Most recently, in anticipation of a brand
new product starting I’ve been reading about and dabbling in behavior
driven development (BDD) and acceptance test driven development (ATDD).
In particular I’ve been looking at Cucumber
(which enables one to write “test fixtures” in C#). See here
for my first post after encountering Cucumber. Something this exposed
me to was the “Given/When/Then” (G/W/T) form of expressing requirements.
Even without automating your tests and doing full ATDD this simple
approach to describing requirements seems to be pretty powerful. In many
ways the G/W/T stuff seems to stand on the shoulders of use cases, but
feels more lightweight, simpler and provides an easier time of things
when it comes to splitting features into smaller parts.
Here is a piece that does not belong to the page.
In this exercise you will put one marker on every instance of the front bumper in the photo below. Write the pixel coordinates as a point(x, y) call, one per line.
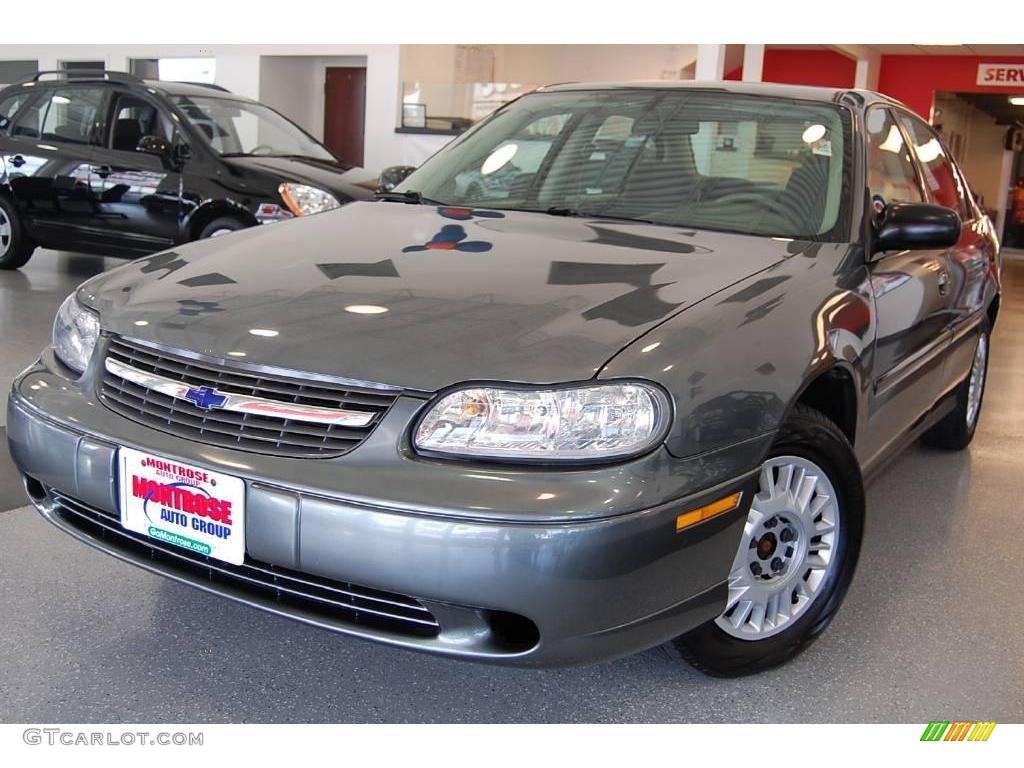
point(500, 583)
One thing that I thought had lodged firmly
in my mind after all this was the idea of tests as your specification,
or “executable specifications.” The concept is simple: if your tests are
readable and express what the software should do, then the running of
them indicates what it actually does and you’re never playing “catch-up”
with an old school requirements specification.
And yet…clearly this idea hadn’t stuck. My
team was discussing last week whether we had to keep our RS for our
legacy product and whether we could maybe forgo such an artifact for the
new product we will be starting soon. We got onto talking about how we
couldn’t just document things in Rally because the export wasn’t good
enough for what we needed. I resolved to try and do something about this
by investigating the export script. And I was doing so when I realized
that this was completely the wrong problem to solve. I hadn’t seen it as
clearly before, but I realized then: stories are transactional. They
only make sense if you review them chronologically because story #42 can
completely modify the feature you put in through story #7. Keeping your
stories and transforming them into some kind of document as a surrogate
requirements specification isn’t the right approach. Instead, we should
be transforming our tests into a specification because they represent
exactly what the product is meant to do in a much more succinct way than
a huge transactional list of stories.
Of course to do this one needs tests that
are human readable, and not just by humans that can interpret code. This
brings us back to the Given/When/Then format, because it sits natural
language descriptions on top of automated tests. And, lo and behold,
it’s entirely possible to very easily transform your Cucumber feature
descriptions into various outputs, including a PDF.
When we first embarked on transitioning to
agile software development I wrote a series of four blog posts about our
early experiences. I concluded with looking forward to where we would
need to focus next. I said at the time I thought requirements would be a
big deal for us. It’s taken longer than I anticipated, but I think now
we can start to see a path forward.
We don’t want to have a big old
requirements specification that we maintain. We do need to have
something that helps us meet our regulatory obligations. ATDD and the
G/W/T approaches can help us with this. We can generate what we need as a
natural part of a work that’s far more integrated into software
development than a traditional document ever could be. Requirements are dead. Long live requirements.